Axa Assurance Maroc - Insurer Innovation Award 2024
Axa Assurance Maroc - Insurer Innovation Award 2024Axa Assurance Maroc - Insurer Innovation Award 2024
Axa Assurance Maroc - Insurer Innovation Award 2024The Digital Insurer
 
Slack Application Development 101 Slides
Slack Application Development 101 SlidesSlack Application Development 101 Slides
Slack Application Development 101 Slidespraypatel2
 
Bajaj Allianz Life Insurance Company - Insurer Innovation Award 2024
Bajaj Allianz Life Insurance Company - Insurer Innovation Award 2024Bajaj Allianz Life Insurance Company - Insurer Innovation Award 2024
Bajaj Allianz Life Insurance Company - Insurer Innovation Award 2024The Digital Insurer
 
IAC 2024 - IA Fast Track to Search Focused AI Solutions
IAC 2024 - IA Fast Track to Search Focused AI SolutionsIAC 2024 - IA Fast Track to Search Focused AI Solutions
IAC 2024 - IA Fast Track to Search Focused AI SolutionsEnterprise Knowledge
 
Factors to Consider When Choosing Accounts Payable Services Providers.pptx
Factors to Consider When Choosing Accounts Payable Services Providers.pptxFactors to Consider When Choosing Accounts Payable Services Providers.pptx
Factors to Consider When Choosing Accounts Payable Services Providers.pptxKatpro Technologies
 
08448380779 Call Girls In Friends Colony Women Seeking Men
08448380779 Call Girls In Friends Colony Women Seeking Men08448380779 Call Girls In Friends Colony Women Seeking Men
08448380779 Call Girls In Friends Colony Women Seeking MenDelhi Call girls
 
Presentation on how to chat with PDF using ChatGPT code interpreter
Presentation on how to chat with PDF using ChatGPT code interpreterPresentation on how to chat with PDF using ChatGPT code interpreter
Presentation on how to chat with PDF using ChatGPT code interpreternaman860154
 
Powerful Google developer tools for immediate impact! (2023-24 C)

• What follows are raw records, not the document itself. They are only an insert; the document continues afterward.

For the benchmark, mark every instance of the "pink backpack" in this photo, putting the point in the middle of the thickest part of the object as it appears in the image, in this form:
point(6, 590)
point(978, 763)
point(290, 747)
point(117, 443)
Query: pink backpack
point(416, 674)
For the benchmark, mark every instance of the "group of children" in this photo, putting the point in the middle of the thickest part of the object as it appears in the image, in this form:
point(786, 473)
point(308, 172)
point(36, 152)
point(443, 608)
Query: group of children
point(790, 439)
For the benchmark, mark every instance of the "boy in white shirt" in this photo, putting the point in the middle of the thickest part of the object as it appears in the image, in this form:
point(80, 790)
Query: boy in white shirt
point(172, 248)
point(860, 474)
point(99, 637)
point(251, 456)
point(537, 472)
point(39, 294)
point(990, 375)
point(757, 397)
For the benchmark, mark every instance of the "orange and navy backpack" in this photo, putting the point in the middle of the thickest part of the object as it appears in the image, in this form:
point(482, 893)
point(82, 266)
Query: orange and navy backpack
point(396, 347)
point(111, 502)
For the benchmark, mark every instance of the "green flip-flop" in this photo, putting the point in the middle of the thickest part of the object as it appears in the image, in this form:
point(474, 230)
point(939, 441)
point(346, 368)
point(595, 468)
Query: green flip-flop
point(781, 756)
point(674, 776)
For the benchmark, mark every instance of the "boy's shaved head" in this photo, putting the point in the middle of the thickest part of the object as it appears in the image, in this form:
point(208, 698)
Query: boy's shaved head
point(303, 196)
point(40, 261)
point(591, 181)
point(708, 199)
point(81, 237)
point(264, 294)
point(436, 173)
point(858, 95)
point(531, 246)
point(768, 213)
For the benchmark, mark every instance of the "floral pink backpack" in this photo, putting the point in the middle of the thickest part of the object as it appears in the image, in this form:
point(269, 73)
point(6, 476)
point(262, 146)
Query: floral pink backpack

Powerful Google developer tools for immediate impact! (2023-24 C)Powerful Google developer tools for immediate impact! (2023-24 C)
Powerful Google developer tools for immediate impact! (2023-24 C)wesley chun
 
Strategies for Unlocking Knowledge Management in Microsoft 365 in the Copilot...
Strategies for Unlocking Knowledge Management in Microsoft 365 in the Copilot...Strategies for Unlocking Knowledge Management in Microsoft 365 in the Copilot...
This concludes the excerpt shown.